創世記の「アブラハムとイサク」の逸話に因んでおり、オーウェンの詩は典礼文に対する辛辣なアイロニーとなっている[20]。オルガンを伴う児童合唱による導入部に続き、主部では合唱が「主がその昔アブラハムとその子孫とに約束したもうた・・・・・・」を、伝統的な作法どおりフーガにより歌う[108]。引き続きテノール独唱とバリトン独唱により、オーウェンの詩「老人と若者の寓話[114](The Parable of the Old man and the Young)」が歌われる。我が子を殺して生贄にするよう神に命じられたアブラハムは、イサクを縛りつけ殺そうとするが(ここで「ラッパの動機」が奏でられる[115]。)、アブラハムの強い信仰を見届けた神は天使を遣わして殺害をやめさせようとする。ここまでは創世記と同じであるが、オーウェンの詩では天使の勧告にもかかわらず、アブラハムはイサクを殺してしまう。テノール独唱とバリトン独唱が「いうならば、ヨーロッパの子孫の半ばを、ひとりずつ[114](殺したのである)・・・・・・」のフレーズを、休止を挟みながら繰り返す背後では、児童合唱が静かに「主よ、称賛の生贄と祈りを捧げ奉る」と歌うが、この部分の児童合唱は独唱よりも遅いテンポで演奏され[115]、まるで違った次元から響くように聞こえる[115]。その後、フーガの再現となるが、終始 pp 以下のデュナーミクで演奏され、最後は消えるように終わる[116]。

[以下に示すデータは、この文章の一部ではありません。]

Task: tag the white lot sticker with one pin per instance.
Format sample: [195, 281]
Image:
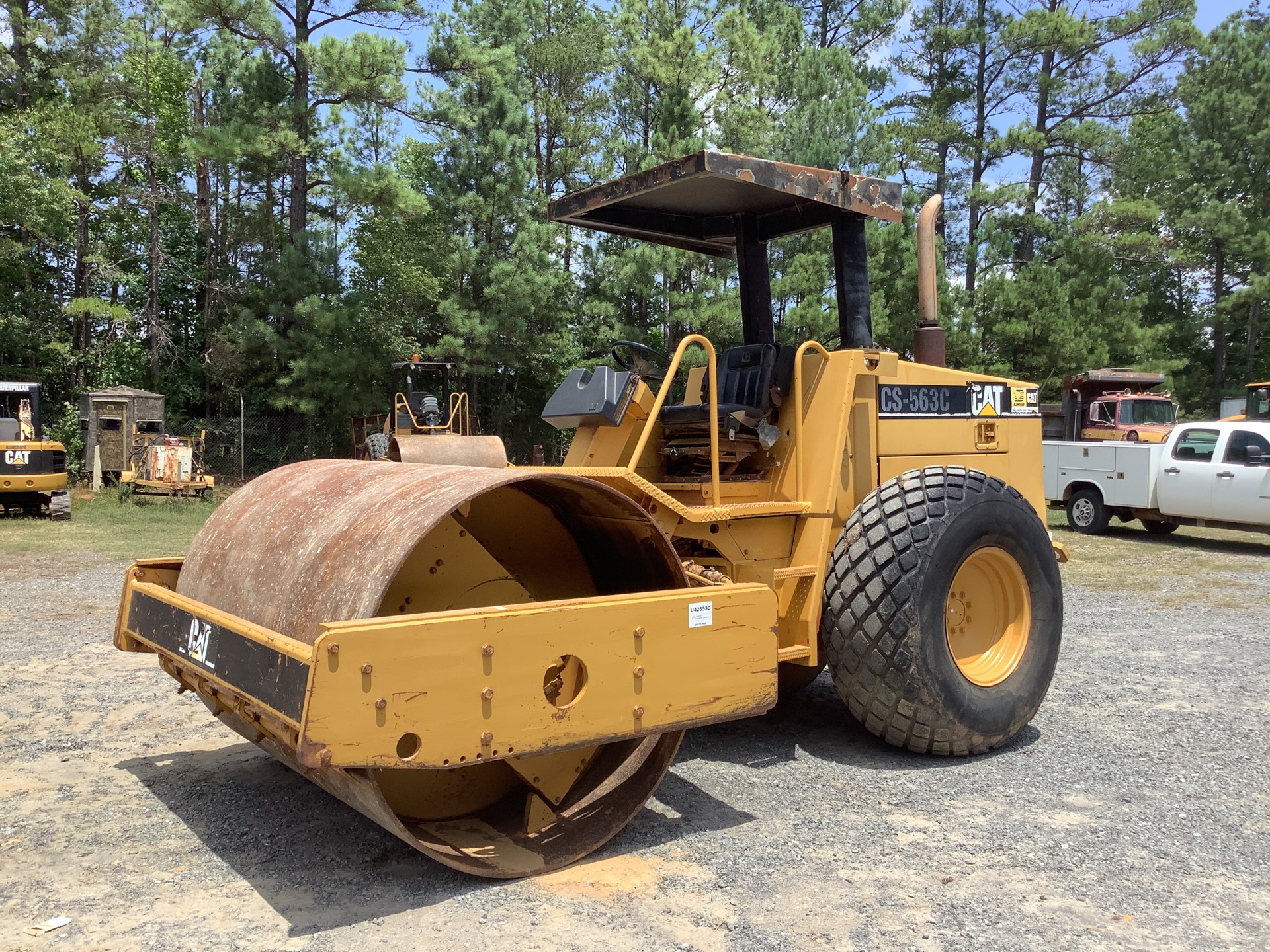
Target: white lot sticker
[700, 615]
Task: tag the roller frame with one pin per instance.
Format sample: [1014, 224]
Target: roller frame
[466, 683]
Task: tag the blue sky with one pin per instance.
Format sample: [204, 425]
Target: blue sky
[1209, 13]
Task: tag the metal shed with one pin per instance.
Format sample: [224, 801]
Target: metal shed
[107, 418]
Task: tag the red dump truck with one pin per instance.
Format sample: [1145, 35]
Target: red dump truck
[1111, 404]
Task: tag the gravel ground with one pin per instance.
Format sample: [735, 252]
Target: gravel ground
[1133, 813]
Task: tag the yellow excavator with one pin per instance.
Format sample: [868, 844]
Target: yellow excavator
[32, 469]
[498, 663]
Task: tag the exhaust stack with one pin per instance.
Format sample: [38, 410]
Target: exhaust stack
[929, 340]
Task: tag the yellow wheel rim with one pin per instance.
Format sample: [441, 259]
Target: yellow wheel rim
[988, 616]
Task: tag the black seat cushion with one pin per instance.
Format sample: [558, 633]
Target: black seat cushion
[745, 386]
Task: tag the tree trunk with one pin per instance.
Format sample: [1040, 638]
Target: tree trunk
[1218, 323]
[81, 332]
[153, 324]
[19, 32]
[981, 127]
[1250, 366]
[299, 219]
[207, 239]
[1028, 240]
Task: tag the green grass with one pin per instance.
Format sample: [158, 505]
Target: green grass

なお、天使がアブラハムを止めようとする場面の音楽は、自作の『カンティクル第2番「アブラハムとイサク」』作品51(1952年)の冒頭部を引用している[71]。
大きく2つに区分される[116]。前半は、ガムランを思わせる[117][注 40]金属打楽器[注 41]のトレモロに乗ったソプラノ独唱に始まる。なお、トレモロの音は最初が「嬰ヘ音」、次が「ハ音」である[120]。輝かしいファンファーレ[121]を伴った壮大な[122]「いと高き天にホザンナ」が合唱によって歌われ、その中間部にはソプラノ独唱と合唱による「ベネディクトゥス」が置かれている[122]。後半は、バリトン独唱によるオーウェンの詩「最後[123](The End)」が、神を讃える輝かしい前半と対照をなすように置かれる[121]。この詩の「生はこれらの死んだ体を蘇らせてくれるのだろうか。本当に、すべての死を取り消し、すべての涙を鎮めてくれるのだろうか。[123]」という問いかけの言葉は、オーウェンの墓碑銘にも使われている[124][注 42]。
16分の5拍子の静かな音楽であり[66]、6つの楽章中で最も短い[122]。この楽章ではオーウェンの詩が中心であり、その合間にラテン語の典礼文が歌われる構成となっている。弦楽器による短い前奏があり、テノール独唱がオーウェンの「アンクル河近くのキリストの十字架像のあるところで[125](At a Calvary near the Ancre)」を歌い、混声合唱が「神の子羊、世の罪を除き給う主よ、彼らに永遠の安息を与えたまえ。」と典礼文による合いの手を入れる。なお、この楽章の混声合唱は座って歌うよう指示されている[126]。オーウェンの詩の最後の一節「法学者たちは、すべての国民たちに口やかましく言い、国家に対する忠誠を押しつけるが、大いなる愛を愛する者たちは自らの命を投げ出すが、憎むことはないのだ。[125]」の部分では、抗議するように音楽が高まり、「国家に対する忠誠を押しつける」という言葉が f で歌われるが、諦めたように音楽がおさまる[121]。続けてテノール独唱が、英語でなくラテン語で「彼らに平和を与えたまえ(Dona nobis pacem)」と歌い静かに終わる[127]。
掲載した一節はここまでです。